We don’t want to ever have to attribute information to an agency’s website or Twitter feed. We use these as planning tools. Then we want to confirm the information with a real person in the department to make sure we got it right.

And the police can use these social media platforms to their advantage. The LAPD used Twitter to seek information in a hit and run of a valet at a restaurant, for instance. They later arrested an elderly man in the case, although it’s not clear if the tip that led to his arrest came from a Twitter user.

The NJ State Police has used Twitter to dispel rumors and bad information from scanner reports about a plane crash in South Jersey or SEALs training in the Delaware River. They’ve also used it to get out initial information on fatal accidents and crimes before being bombarded by reporters.

3) The internet is just a tool. If your department or PIO refuses to share public information with the public, then there’s no point in being online. You have to have information that people want for it to be worthwhile. Posting about park closures or issues of minor significance are not good enough. Users on social media, particularly Twitter and Facebook are voracious news consumers. They want substance and lots of it. If you’re not answering phone calls from reporters who need information, there’s no reason you’d do it online.

The benefit of encouraging an air of transparency in your department however is that it can help demystify the process of police work and humanize law enforcement officers.

4) Facebook and Twitter can also be investigative tools. When we background a subject of a story, a crime or otherwise, these sites are among the first things we look at.

In several cases in New Jersey lately, it’s been a key component of criminal charges against young people. In the Tyler Clementi case, his former roommate is charged with trying to doctor his Twitter account to remove incriminating information. In the case of a group of Old Bridge teens accused of beating a man to death, they allegedly held extensive conversations on Facebook about the night in question and the beating.

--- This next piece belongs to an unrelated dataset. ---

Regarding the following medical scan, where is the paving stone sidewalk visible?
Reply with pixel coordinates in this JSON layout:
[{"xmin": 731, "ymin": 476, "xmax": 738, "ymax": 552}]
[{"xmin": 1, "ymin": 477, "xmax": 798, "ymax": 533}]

And it helps us track people down, like the Hoboken woman who shot the amazing picture of the Space Shuttle from the window of her airplane. We found her on Facebook.

My talk went well, although it was a bit disconcerting to notice that one of my fellow panelists, Capt. Mike Parker of the Los Angeles County Sheriff’s Department, was looking up my resume on his laptop as I spoke. Even though I post all these things to the whole world on the internet, it’s easy to forget sometimes that anyone actually looks at it.

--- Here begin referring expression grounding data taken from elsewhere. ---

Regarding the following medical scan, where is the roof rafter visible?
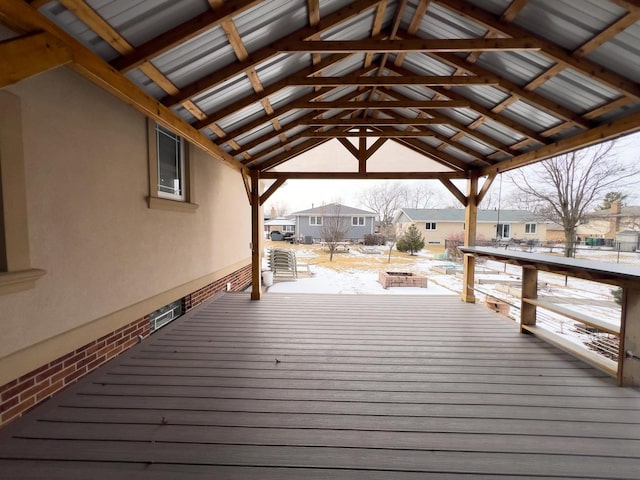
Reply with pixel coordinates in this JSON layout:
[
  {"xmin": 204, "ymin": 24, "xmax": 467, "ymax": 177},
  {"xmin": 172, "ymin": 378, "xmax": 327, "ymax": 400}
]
[
  {"xmin": 383, "ymin": 64, "xmax": 545, "ymax": 148},
  {"xmin": 111, "ymin": 0, "xmax": 262, "ymax": 73},
  {"xmin": 260, "ymin": 171, "xmax": 467, "ymax": 180},
  {"xmin": 0, "ymin": 0, "xmax": 245, "ymax": 173},
  {"xmin": 435, "ymin": 0, "xmax": 640, "ymax": 101},
  {"xmin": 193, "ymin": 53, "xmax": 358, "ymax": 130},
  {"xmin": 279, "ymin": 38, "xmax": 541, "ymax": 53},
  {"xmin": 162, "ymin": 0, "xmax": 387, "ymax": 107},
  {"xmin": 0, "ymin": 31, "xmax": 71, "ymax": 88}
]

The rest of the day’s discussions offered a good opportunity to see some of these sources in a less-heated environment and learn from the other attendees and panelists (including Ted Gest of Criminal Justice Journalists and Nancy Kolb of the International Association of Chiefs of Police) about some of the resources we all have at our fingertips. I found out about The Crime Report, put together by Criminal Justice Journalists and The Center on Media, Crime and Justice. I also heard about IACP’s handy directory of police agencies with a presence on social media.

Probably the best reminder I heard all day though came from one of the other panelists, Capt. Jeff Paul, public information officer for the Morris County Prosecutor’s Office.  He bristled at receiving calls from reporters asking for information, in some cases demanding answers, without ever coming to introduce themselves to him.

Even with all of this magic from the interwebs to help us communicate faster and easier, there really is no replacement for building a personal relationship, face-to-face, with a police source, before you’re on deadline in the middle of a catastrophe.